Figure 5. Southern blot analysis.

A) Probe design. A 566 bp probe was used, recognizing a region of eGFP gene. Dashed box correspond to pCEP4-eGFP locus integrated within genomic DNA. BtsI site recovery highlight the correction of the eGFP gene. After SalI/BtsI genomic DNA digestion, two different restriction pattern can be obtained, according to the presence/absence of BtsI restriction site. B) Southern blot. A 1111 bp band was obtained only in cells in which BtsI site is present (D1 sorted positive and C1 clone).

Figure 6. eGFP expression increased after 5-Aza-2′-Deoxycytidine treatment.

A) Bright field (upper row) and fluorescent (bottom row) images of D1 sorted corrected cells at different experimental time (scale bar: 150 µm). B) eGFP expression, analyzed by Real Time PCR, after 24 h and 48 h of treatment with 0.5 µM 5-Aza-2′-Deoxycytidine respect to untreated (0 h) (*p = 0.002); untreated cells, at 24 h and 48 h, usually showed a decreasing relative eGFP expression (data not shown).

Figure 7. HpaII and AciI methylation analyses of integrated eGFP in C1 and D1 clones.
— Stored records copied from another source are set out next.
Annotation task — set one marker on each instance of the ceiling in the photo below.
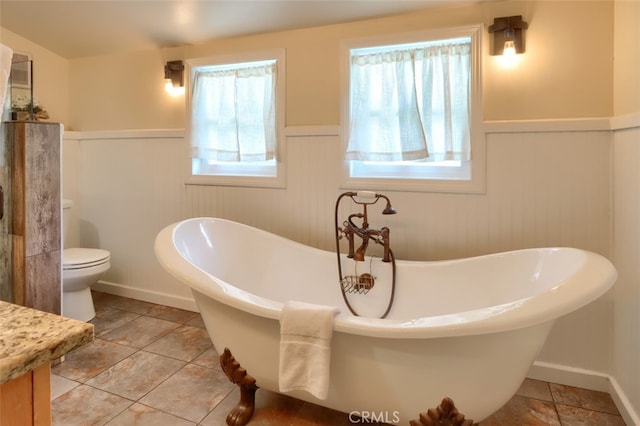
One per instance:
(79, 28)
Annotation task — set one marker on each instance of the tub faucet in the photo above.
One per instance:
(364, 232)
(362, 283)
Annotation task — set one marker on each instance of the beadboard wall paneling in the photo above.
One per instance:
(545, 187)
(626, 331)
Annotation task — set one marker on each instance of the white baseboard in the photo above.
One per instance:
(159, 298)
(586, 379)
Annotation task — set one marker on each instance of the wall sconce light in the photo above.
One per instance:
(173, 75)
(508, 35)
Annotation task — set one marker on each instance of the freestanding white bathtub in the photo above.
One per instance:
(466, 329)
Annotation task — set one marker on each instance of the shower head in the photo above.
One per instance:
(388, 208)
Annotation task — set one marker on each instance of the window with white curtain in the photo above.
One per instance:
(235, 119)
(412, 112)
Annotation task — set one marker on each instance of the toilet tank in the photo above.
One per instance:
(66, 219)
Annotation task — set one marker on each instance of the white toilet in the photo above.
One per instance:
(81, 267)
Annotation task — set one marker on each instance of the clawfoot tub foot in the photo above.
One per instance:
(241, 413)
(446, 414)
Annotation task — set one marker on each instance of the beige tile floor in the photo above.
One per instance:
(155, 365)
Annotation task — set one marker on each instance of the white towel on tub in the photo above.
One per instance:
(305, 347)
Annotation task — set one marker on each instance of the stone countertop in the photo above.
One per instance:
(30, 338)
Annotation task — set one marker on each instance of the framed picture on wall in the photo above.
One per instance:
(21, 70)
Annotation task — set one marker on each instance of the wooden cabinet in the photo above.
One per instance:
(26, 400)
(33, 156)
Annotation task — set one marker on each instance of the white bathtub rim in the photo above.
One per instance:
(529, 311)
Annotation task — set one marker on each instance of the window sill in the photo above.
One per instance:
(239, 181)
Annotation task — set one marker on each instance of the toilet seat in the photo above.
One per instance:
(81, 258)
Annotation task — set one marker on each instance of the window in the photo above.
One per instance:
(412, 113)
(236, 110)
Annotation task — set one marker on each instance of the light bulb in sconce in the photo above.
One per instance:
(173, 77)
(509, 49)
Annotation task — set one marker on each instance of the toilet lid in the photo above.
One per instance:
(75, 258)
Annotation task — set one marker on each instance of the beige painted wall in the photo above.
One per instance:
(50, 75)
(627, 57)
(626, 206)
(567, 71)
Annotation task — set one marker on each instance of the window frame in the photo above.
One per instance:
(242, 174)
(475, 181)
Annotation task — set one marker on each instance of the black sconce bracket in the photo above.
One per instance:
(505, 29)
(173, 71)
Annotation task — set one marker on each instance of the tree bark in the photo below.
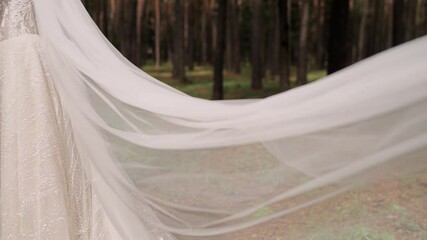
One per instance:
(178, 48)
(218, 91)
(256, 45)
(157, 31)
(304, 6)
(398, 22)
(338, 48)
(284, 59)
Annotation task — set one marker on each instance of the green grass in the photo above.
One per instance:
(236, 86)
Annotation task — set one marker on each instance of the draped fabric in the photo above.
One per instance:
(161, 160)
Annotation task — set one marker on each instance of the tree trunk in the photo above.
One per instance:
(190, 23)
(218, 92)
(178, 48)
(284, 60)
(157, 31)
(256, 45)
(304, 6)
(398, 22)
(338, 49)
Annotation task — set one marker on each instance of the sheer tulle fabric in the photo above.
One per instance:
(159, 158)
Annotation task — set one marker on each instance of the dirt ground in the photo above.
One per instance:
(388, 210)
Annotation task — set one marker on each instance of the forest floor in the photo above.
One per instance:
(200, 82)
(394, 209)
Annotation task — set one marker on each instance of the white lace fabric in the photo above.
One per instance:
(16, 18)
(44, 191)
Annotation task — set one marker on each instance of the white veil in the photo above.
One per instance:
(205, 167)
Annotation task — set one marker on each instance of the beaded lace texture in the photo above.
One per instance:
(45, 193)
(16, 18)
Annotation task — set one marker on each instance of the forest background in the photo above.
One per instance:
(253, 48)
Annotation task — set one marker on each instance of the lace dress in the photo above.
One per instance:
(44, 192)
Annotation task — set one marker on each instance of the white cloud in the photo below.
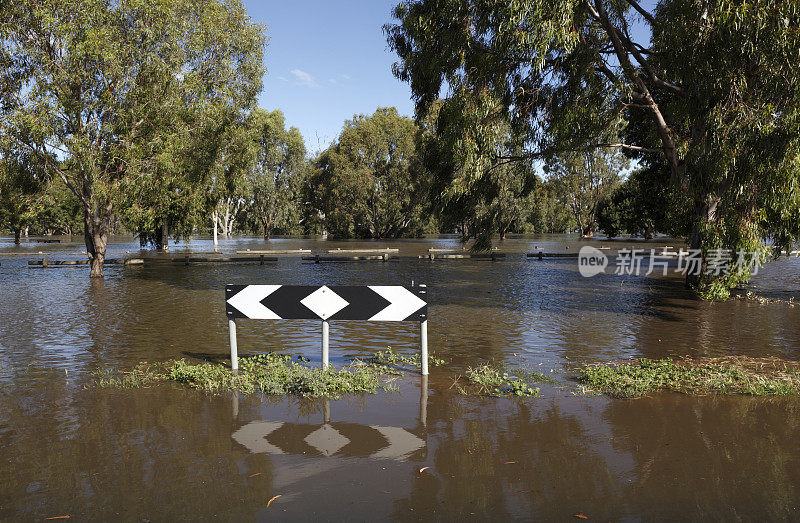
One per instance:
(303, 78)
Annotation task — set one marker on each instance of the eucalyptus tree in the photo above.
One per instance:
(368, 183)
(498, 202)
(132, 96)
(710, 89)
(275, 179)
(586, 179)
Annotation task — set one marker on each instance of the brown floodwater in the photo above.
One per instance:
(68, 447)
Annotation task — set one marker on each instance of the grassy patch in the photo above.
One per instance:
(729, 375)
(391, 362)
(489, 380)
(265, 373)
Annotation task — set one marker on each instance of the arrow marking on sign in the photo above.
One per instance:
(402, 303)
(248, 301)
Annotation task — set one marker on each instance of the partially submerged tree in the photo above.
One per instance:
(586, 179)
(644, 204)
(714, 95)
(367, 183)
(133, 96)
(275, 178)
(498, 202)
(22, 181)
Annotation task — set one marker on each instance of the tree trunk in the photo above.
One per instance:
(214, 222)
(96, 224)
(704, 213)
(267, 229)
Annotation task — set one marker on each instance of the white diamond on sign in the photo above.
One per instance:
(327, 440)
(324, 302)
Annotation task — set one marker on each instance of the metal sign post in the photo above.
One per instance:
(339, 302)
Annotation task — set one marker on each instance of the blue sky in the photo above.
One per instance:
(326, 61)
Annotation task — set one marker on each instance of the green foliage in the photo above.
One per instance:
(21, 182)
(368, 184)
(276, 179)
(493, 381)
(502, 199)
(137, 97)
(711, 101)
(586, 180)
(391, 362)
(644, 204)
(269, 373)
(715, 376)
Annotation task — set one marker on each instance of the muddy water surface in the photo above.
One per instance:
(68, 447)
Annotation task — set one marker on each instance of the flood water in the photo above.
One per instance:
(68, 447)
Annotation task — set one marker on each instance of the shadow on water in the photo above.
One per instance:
(72, 448)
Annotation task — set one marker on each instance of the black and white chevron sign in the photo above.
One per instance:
(337, 302)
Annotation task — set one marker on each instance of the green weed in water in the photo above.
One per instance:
(265, 373)
(730, 375)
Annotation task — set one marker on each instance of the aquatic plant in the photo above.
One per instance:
(728, 375)
(492, 380)
(269, 373)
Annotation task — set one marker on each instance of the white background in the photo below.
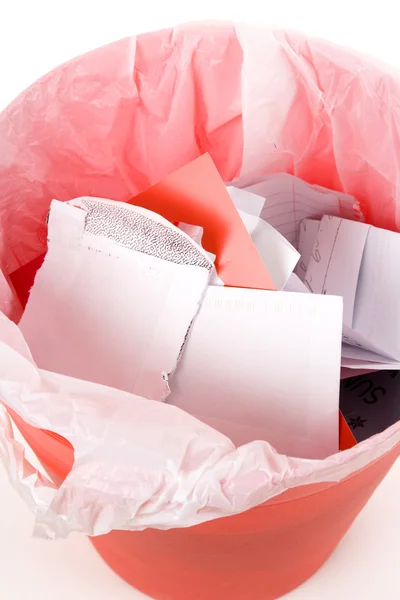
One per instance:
(37, 35)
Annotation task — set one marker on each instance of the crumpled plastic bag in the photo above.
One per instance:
(113, 122)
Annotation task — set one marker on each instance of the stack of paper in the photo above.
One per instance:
(115, 297)
(190, 314)
(359, 263)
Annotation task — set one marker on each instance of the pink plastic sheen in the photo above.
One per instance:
(110, 124)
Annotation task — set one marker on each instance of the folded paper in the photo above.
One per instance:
(256, 365)
(359, 263)
(279, 257)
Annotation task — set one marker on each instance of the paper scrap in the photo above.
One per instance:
(271, 370)
(9, 303)
(289, 200)
(196, 194)
(279, 257)
(115, 297)
(359, 263)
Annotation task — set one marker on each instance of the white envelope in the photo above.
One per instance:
(265, 365)
(288, 200)
(359, 263)
(102, 311)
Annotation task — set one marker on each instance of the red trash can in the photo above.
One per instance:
(120, 118)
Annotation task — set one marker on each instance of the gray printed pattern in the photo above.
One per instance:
(132, 230)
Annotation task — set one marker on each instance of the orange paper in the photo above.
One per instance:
(196, 194)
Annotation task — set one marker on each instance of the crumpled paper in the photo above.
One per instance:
(111, 123)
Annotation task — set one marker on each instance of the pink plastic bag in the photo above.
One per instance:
(110, 124)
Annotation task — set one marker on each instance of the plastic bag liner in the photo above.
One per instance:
(109, 124)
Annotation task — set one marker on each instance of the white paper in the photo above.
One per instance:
(289, 200)
(308, 232)
(294, 284)
(106, 313)
(279, 257)
(336, 260)
(265, 365)
(359, 263)
(377, 313)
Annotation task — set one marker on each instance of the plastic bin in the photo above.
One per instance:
(114, 121)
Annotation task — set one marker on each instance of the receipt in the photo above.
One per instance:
(359, 263)
(289, 200)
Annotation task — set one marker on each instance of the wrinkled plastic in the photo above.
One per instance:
(110, 124)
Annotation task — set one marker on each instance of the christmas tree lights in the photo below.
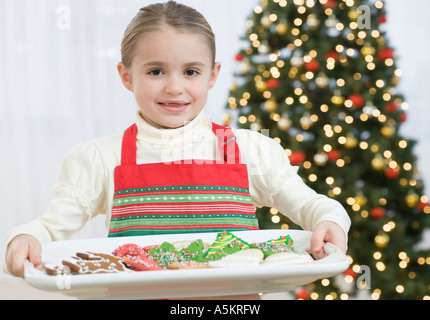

A) Experimental design showing the amplicon regions and their length within eGFP locus integrated in genomic DNA. HpaII and AciI site are indicated. B) Densitometric analyses of parental C1 clone methylation pattern on eGFP⁺ more positive, eGFP⁺ less positive and eGFP⁻ cells (see also Fig. S9B and Fig. S10B). ANOVA test gave a statistical significance of p<0.001 and p<0.005 respectively for HpaII and AciI panels. C) Densitometric analysis of methylation pattern of D1 SFHR-modified clone on both fluorescent and non fluorescent cells (see also Fig. S9C and S10C). ANOVA test gave a statistical significance of p<0.001 for both panels.

Figure 8. Relative modification efficiency in D1 cells transfected with SDF-PCR-WT and treated with α-Amanitin, 1,5-Isoquinolinediol and KU-55933.

Transfected samples were analyzed three days after transfection (3 days; black columns) or in parallel treated 24 hours after transfection with 0.5 µM of 5-Aza-dC for 48 hours (1 day+2 days 5-Aza-dC; white columns). No statistically significant differences were observed at 3 days (black bars) respect to untreated cells (SDF-PCR-WT). Demethylating effect of 5-Aza-dC increased eGFP detection in all samples (white columns) in a statistically significant manner (Δ p = 0.003; +p = 0.01; • p = 0.0007). 5-Aza-dC addition also disclosed the effect of 1,5-Isoquinolinediol on SDF-mediated correction in a statically significant manner respect either to cells not treated with 5-Aza-dC (**p = 0.0002) and to the cells transfected with SDF-PCR-WT in which no drug was added (*p = 0.003). Dashed lines refers to modification efficiency observed in cells without addition of any drug but treated by 5-Aza-dC. Results are from mean values of three independent experiments and are reported as relative modification efficiencies in respect to control without drugs (SDF-PCR-WT).